Alternative Paths of Convergence Toward U.S. Market and Legal Regulations: Cross Listings vs. Merging with U.S. Bidders
Date of this version
Cross-listing; Cross-border mergers; Bonding; Contractual and functional convergence; Sarbanes-Oxley Act
Non-U.S. firms have two options to converge toward U.S. capital market and legal regulations - to cross-list in the U.S. or to agree to be acquired by a U.S. bidder. We show that companies that have lower growth opportunities, are more capital intensive, and seek bonding benefits through compliance with U.S. exchange (rather than OTC market) requirements are more likely to be acquired, and that firms from civil law countries tend to cross-list. We document that the adoption of Sarbanes-Oxley Act of 2002 (SOX) led to an increase in the propensity to be acquired for firms from civil law countries, and to a greater rate of cross-listings for capital intensive firms from common law countries and for firms from countries with strong protection of investor rights.
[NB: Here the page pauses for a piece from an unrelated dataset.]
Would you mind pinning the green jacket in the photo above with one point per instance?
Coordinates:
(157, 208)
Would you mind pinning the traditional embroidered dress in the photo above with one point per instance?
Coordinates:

We also show that Market-to-Book values of non-U.S. firms following cross-listing in the U.S. tend to be lower when these firms were expected to be acquired. Similarly, both non-U.S. targets and U.S. bidders experience lower abnormal returns in acquisitions involving targets expected to cross-list. Our results imply the existence of optimal convergence choices of non-U.S. firms. In addition, the adoption of SOX appears to have changed some determinants of these choices due to shift in benefits and costs of compliance with U.S. regulations.